There was an event recently in Telford (one of my adoptive counties) - a joint Tattoo / Camper Van exhibition. An unlikely combination you must agree but it did bring together hundreds of pricks under one roof  (I can just about get away with that having formerly owned an old camper van). Actually, look hard enough and you can see an association between the creative and colourful designs on a 1960's VW camper and swirls and whirls on a brick-layer's back.

I happened upon a series of photos from a tattoo convention, they show people with determined smiles sitting around in their underwear being stabbed. Tell you what though, some of these tattooists aren't half skilful and to be fair, some creations are genuine works of art.

Fashions come and go – but they change. Yes, it's fun but it's also a massive, transient industry based on keeping up with the Jones' to keep designers with silly names in Range Rovers. When you've worn an outfit once off it goes to the Sally Army.
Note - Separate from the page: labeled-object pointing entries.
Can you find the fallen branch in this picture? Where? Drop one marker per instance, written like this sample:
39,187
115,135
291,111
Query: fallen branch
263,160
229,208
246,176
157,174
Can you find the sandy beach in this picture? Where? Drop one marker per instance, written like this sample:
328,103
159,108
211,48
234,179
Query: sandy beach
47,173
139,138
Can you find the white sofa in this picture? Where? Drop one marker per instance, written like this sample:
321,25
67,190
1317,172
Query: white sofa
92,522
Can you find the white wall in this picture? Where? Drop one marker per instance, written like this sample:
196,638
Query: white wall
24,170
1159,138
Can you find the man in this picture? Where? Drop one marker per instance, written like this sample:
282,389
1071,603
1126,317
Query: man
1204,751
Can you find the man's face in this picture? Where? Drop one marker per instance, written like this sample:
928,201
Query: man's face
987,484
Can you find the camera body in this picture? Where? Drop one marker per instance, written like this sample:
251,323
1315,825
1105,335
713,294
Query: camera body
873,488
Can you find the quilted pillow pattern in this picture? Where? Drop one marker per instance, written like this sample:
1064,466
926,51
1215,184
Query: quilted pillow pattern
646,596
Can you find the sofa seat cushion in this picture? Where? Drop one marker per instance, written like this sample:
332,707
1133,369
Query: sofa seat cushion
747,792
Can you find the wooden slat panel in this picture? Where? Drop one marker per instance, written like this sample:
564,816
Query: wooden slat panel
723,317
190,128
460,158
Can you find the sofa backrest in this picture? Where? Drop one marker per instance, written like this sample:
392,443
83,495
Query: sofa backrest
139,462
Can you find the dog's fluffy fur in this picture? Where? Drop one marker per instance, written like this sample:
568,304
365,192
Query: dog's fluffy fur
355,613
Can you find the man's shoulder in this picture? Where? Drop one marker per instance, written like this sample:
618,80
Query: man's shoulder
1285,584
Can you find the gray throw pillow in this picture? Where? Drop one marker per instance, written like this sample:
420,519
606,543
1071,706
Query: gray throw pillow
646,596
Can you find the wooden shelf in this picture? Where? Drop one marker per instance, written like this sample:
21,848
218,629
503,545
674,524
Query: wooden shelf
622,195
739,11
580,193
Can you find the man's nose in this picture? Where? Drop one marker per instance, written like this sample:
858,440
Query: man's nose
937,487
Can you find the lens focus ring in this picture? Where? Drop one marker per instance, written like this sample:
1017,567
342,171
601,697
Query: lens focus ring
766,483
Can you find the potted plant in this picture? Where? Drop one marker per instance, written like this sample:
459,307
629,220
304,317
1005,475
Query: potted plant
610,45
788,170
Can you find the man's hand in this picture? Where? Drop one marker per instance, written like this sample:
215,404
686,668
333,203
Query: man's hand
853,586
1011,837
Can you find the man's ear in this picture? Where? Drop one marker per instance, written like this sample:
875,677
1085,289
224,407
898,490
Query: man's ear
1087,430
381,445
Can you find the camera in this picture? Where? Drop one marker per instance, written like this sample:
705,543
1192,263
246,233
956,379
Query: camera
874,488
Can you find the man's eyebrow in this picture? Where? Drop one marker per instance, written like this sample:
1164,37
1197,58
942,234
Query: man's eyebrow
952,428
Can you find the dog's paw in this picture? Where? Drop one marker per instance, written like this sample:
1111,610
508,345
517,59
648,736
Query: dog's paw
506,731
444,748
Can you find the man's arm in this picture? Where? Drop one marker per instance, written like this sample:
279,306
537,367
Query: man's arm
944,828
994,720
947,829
When you get a tattoo it might well go the Sally Army but it also comes out again with you. Tats are just about the archetypal one-way expense - you don't see many on Ebay do you?

Tattoos have been around for millennia but will the sudden explosion in popularity wane? If it does it will take at least a generation to fade.

If I happen to visit the local KFC (Keep Fat Club) when (if) I get older, I suspect that I'll be the only person with a perfect (if wrinkly) epidermis – if I can get rid of the Love / Ate tats on my fingers.